Your tool of choice here will be the equation

$\textcolor{b l u e}{\underline{\textcolor{b l a c k}{{A}_{t} = {A}_{0} \cdot {\left(\frac{1}{2}\right)}^{n}}}}$

Here

• ${A}_{t}$ is the amount of the radioactive substance that remains undecayed after a time period $t$
• ${A}_{0}$ is the initial amount of said substance
• $n$ is the number of half-lives that pass in the time period $t$

In your case, you know that the relic contains 27.3% of the initial amount of the radioactive substance. You can thus say that

${A}_{t} = \frac{27.3}{100} \cdot {A}_{0}$

The equation becomes

$\frac{27.3}{100} \cdot \textcolor{red}{\cancel{\textcolor{b l a c k}{{A}_{0}}}} = \textcolor{red}{\cancel{\textcolor{b l a c k}{{A}_{0}}}} \cdot {\left(\frac{1}{2}\right)}^{n}$

$\frac{27.3}{100} = {\left(\frac{1}{2}\right)}^{n}$

This can be rewritten as

$\ln \left(\frac{27.3}{100}\right) = \ln \left[{\left(\frac{1}{2}\right)}^{n}\right]$

$\ln \left(\frac{27.3}{100}\right) = n \cdot \ln \left(\frac{1}{2}\right)$

which gets you

$n = \ln \frac{\frac{27.3}{100}}{\ln} \left(\frac{1}{2}\right) = 1.873$

Before moving on, take a second to check if this value makes sense.

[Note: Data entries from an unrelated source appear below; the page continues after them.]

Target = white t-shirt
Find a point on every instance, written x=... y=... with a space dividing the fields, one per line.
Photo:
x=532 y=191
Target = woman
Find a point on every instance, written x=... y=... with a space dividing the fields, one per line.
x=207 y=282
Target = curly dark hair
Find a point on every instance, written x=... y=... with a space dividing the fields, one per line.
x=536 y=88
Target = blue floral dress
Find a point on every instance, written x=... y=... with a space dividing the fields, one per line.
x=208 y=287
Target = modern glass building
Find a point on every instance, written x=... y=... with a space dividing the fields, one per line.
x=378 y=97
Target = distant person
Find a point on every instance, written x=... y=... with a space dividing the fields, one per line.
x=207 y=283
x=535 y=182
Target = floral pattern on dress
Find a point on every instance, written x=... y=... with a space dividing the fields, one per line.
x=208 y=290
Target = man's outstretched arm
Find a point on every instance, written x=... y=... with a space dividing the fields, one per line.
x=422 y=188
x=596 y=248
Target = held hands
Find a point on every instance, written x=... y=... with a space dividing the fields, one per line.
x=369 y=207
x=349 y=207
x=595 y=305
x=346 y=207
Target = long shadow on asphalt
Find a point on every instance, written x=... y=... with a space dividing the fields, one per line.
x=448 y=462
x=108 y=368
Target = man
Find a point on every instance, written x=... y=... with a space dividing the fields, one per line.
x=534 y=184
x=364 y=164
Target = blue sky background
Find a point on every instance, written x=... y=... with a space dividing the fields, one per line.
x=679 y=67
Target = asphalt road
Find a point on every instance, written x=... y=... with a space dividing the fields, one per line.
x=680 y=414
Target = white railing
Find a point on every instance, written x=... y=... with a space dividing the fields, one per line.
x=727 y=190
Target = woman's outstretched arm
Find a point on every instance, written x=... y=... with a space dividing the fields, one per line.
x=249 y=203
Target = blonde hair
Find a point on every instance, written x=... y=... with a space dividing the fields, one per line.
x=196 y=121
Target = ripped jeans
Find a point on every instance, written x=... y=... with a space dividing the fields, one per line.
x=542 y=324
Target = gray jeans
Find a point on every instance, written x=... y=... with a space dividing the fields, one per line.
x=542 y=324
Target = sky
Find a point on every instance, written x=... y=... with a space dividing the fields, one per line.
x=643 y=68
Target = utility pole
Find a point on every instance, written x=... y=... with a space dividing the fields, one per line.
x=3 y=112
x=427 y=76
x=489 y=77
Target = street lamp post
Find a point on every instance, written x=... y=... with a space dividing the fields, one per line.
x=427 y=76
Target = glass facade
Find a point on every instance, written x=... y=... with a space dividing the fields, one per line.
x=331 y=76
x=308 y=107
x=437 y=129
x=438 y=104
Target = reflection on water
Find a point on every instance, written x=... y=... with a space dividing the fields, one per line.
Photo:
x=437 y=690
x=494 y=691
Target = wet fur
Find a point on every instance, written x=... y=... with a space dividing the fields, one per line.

As you know, the half-life of a radioactive nuclide tells you the time needed for half of an initial mass of said nuclide to decay.

In other words, the mass of the nuclide will be halved with every passing half-life. This implies that you have

• A_0 * 1/2 = A_0/2 = 50/100 * A_0 = 50% A_0 -> after one half-life
• A_0/2 * 1/2 = A_0/4 = 25/100 * A_0 = 25% A_0 -> after two half-lives

In your case, you are left with 27.3%, a little over 25%, which means that the time needed for the sample to decay is very close to $2$ half-lives, i.e. the number of half-lives that passed is $< 2$.

So the fact that $1.873$ half-lives passed confirms that you are on the right track.

Now, you can say that

$n = \text{the total time that passed"/"the half-life" = t/t_"1/2}$

This means that you will have

$t = n \cdot {t}_{\text{1/2}}$

which will get you

t = 1.873 * "3000 years" = color(darkgreen)(ul(color(black)("5620 years")))#

I'll leave the answer rounded to three sig figs, but keep in mind that you only have one significant figure for the half-life of the radioactive substance.